A/N: As a heads up, this chapter is largely made up of one long rant/story by Alroy but IT IS IMPORTANT.  All of it.  I hope it makes sense and I hope it reads well/isn't boring.  Carry on~




 


PART III | Chapter XXXIIV


3:33 | A Tale of Men and Monsters

“Humans and the immortal races have not always been at peace,” Alroy said.  “Even without an educated history of our world, there isn’t yet a major culture that has forgotten the time of the first Purge or the Mage Wars…when kings turned upon their most powerful shamans.  Even simple, paltry level healers were shunned.  Trials were had against anyone even suspected of having magical heritage…”

“I am aware of that history,” Kedean conceded.

“It began,” Alroy continued, “…with several key members of the Black Dragon council striking alliances with the most power hungry of mortal kings’ mages.  A trickle of cases of deceit and corruption struck a match in a metaphorical room of volatile explosives and suddenly no one with an ounce of magic was to be trusted…I was but a fledgling at this time.  It quickly became an age where having a unicorn horn tacked to your wall was mark of honor…a time of witch burnings, vampire hunts, and dragon slaying…but humans were a poor match against any able bodied magic user.  For all their hype, even the most hardened of knights found himself all but a thorn in the side of a grown dragon, and almost as soon as it developed, it was clearly a losing war for the mortal races…

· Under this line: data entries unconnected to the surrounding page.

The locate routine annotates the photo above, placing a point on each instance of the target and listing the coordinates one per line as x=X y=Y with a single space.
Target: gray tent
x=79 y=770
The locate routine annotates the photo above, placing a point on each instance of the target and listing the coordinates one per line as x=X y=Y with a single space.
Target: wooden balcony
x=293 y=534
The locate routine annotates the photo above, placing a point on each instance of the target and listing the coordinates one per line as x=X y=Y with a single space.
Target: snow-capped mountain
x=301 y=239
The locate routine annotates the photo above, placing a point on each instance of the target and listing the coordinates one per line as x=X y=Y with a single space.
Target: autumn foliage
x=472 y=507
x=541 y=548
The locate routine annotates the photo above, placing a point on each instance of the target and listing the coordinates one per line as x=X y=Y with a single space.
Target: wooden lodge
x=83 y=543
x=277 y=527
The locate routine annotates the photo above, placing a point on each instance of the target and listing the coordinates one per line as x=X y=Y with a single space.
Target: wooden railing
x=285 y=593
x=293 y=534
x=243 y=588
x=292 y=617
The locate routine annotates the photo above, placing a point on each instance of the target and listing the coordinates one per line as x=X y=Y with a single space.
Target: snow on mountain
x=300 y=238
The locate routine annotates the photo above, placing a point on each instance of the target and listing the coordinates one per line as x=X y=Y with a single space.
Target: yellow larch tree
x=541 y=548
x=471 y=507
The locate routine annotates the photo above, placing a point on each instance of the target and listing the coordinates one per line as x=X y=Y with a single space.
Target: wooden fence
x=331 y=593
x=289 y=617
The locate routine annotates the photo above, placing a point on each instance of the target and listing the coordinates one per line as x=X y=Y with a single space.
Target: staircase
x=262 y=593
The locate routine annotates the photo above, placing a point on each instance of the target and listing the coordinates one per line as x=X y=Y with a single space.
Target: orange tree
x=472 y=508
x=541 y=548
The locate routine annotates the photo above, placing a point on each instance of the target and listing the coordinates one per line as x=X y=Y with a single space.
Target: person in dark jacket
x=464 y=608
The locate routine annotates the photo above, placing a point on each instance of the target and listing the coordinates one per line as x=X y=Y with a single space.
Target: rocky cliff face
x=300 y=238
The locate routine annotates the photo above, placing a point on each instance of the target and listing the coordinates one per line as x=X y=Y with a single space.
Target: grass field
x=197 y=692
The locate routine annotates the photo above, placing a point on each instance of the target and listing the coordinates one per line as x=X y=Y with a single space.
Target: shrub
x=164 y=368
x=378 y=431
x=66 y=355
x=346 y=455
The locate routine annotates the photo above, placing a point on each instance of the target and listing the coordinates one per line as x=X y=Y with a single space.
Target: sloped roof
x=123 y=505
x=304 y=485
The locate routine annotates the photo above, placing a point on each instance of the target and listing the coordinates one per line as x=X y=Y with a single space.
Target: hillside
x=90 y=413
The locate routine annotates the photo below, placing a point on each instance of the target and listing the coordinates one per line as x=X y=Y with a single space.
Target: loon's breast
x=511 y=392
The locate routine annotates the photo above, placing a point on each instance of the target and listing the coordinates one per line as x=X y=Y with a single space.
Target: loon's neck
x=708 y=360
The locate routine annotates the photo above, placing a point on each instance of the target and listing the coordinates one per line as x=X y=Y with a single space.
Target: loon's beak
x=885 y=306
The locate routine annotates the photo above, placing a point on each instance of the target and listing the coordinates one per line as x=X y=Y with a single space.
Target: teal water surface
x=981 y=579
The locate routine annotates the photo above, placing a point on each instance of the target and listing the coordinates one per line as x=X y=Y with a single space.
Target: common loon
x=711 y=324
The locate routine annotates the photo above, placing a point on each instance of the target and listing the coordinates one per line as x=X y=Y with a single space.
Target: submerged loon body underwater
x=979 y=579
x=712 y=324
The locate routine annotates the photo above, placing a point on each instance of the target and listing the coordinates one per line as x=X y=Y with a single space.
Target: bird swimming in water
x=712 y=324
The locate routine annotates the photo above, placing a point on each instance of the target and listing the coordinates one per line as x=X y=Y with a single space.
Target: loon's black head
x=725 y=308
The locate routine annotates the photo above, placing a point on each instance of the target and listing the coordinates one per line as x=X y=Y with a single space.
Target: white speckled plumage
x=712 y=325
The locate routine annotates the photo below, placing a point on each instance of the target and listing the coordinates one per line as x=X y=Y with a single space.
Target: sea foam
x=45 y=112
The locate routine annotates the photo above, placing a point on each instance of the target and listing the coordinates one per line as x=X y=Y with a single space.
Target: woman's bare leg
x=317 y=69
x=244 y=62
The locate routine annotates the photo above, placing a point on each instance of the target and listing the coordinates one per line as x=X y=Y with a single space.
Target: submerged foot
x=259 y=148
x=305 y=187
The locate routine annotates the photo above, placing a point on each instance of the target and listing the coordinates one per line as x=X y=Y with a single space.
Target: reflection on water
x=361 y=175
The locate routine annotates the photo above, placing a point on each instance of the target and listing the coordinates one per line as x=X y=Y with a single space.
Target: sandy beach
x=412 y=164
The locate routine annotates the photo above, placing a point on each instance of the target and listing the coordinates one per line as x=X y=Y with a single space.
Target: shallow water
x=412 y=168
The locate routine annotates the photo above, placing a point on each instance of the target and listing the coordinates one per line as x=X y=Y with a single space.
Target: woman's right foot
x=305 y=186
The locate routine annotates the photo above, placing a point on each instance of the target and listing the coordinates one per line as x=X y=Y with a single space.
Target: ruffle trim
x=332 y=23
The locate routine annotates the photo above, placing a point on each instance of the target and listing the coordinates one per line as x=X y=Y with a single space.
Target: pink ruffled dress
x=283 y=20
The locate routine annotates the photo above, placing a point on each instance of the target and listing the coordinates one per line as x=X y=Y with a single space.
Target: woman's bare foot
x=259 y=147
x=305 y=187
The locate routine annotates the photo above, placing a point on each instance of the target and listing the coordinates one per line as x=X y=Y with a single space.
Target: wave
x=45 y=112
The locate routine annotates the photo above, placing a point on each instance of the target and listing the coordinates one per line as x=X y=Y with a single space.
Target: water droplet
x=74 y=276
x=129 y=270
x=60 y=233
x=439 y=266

“Until,” He tilted his head with a wry smile, “human kings, desperate for a miracle, came upon a people with a peculiar resistance to dark magic.  They called themselves the Kuhamani…and they were warrior culture.  Their territories spanned great lengths of land south of the Eastern kingdoms, with massive cities that reached limits which put many of greater empires at the time to shame…but to that point, they had kept to themselves, and due to their reclusive nature, many of their neighbors chose wisely to leave them to their own devices.  It was only once backed into a corner…hopelessly outmatched by their immortal opponents…that the human rulers of that age sent pleading envoys to these people…swearing their allegiance and begging for their aid.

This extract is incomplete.